For the past two months, I have been preserving hundreds of newly acquired items of correspondence for the ISU Library Special Collections Department’s Carrie Chapman Catt Collection. The collection includes handwritten and typed letters on paper ranging from high-end, monogrammed stationery to lined notebook paper to index cards; newspaper clippings; photographs; decorative stickers; pressed flowers; envelopes; and postage stamps. It’s a wonderful collection rich with evidence of daily life during the Great Depression, and has been a delight to work on in spite of the repetitive nature of the conservation work: humidify, flatten, rehouse, humidify, flatten, rehouse…
This collection is being treated before it is processed by our archivists, because the majority of the letters are folded up and still tucked inside their original envelopes. Many of the letters have been written on acidic paper which is now quite fragile and could break apart simply by being unfolded without humidification. Even the items which are not brittle benefit from gentle humidification and flattening between blotter and boards in a press. So far, I have worked through about half (I think) of the newly acquired collection. I have humidified, flattened, and rehoused 448 items, and have sorted and rehoused another 281 items which did not require humidification (mostly envelopes and photographs). A few pages required mending, and about 60 particularly fragile items required encapsulation in Mylar/Melinex; the rest of the items were re-foldered and housed in archival document boxes.
There are several challenges when working through a project of this size. One is simply time management: I can’t drop everything else to work solely on this one project, even though it is a high priority. I have done my best to schedule a minimum of 2 hours of active treatment time per day to keep the project moving forward, and at least once or twice a week, I devote nearly an entire day to it. Furthermore, humidification takes as long as it takes; it’s a process that involved a lot of “down time.” So, if a batch of letters needs an entire day of humidification, then I simply have to wait until they’re ready for flattening.
Another challenge is keeping the collection materials organized so as not to compromise their archival order. My low-tech organization solution is to keep a mini-streamer with each item. On each streamer, I write a code at the top indicating which box and original folder the item came from [for example, “B2 F4 (29)” means Item 29 from Box 2, Folder 4]. I then make abbreviated notes indicating whether the item is one page of a multi-page letter, whether it pairs with an envelope, and whether any other ephemera were grouped with it [“3 pp., no env., 1/3”]. I am very careful whenever moving items (e.g., from the humidity chamber to a blotter stack for pressing) to make sure each mini streamer stays with its correct item. The system works well, and after the items have been rehoused, I retain the streamers so I can double-check the accuracy of the statistics I have been keeping. In addition to the mini-streamers, I also maintain a project statistics sheet with the date, items treated that day, types of treatment, and the amount of time I spent on the project.

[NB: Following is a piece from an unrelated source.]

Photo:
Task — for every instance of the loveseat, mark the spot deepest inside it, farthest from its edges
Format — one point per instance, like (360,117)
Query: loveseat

Beyond time management and organization, the biggest challenge with this type of project is to stay fresh and focused. With such repetitive treatment tasks, there is always the danger of zoning out and putting an item into the humidity chamber that cannot safely be humidified. It’s important to watch out for coated papers, highly water-soluble inks, and paper with pressure-sensitive tape on it.
I’m looking forward to wrapping up this project in the next few weeks, so this fascinating collection can be archivally processed and made available to the community.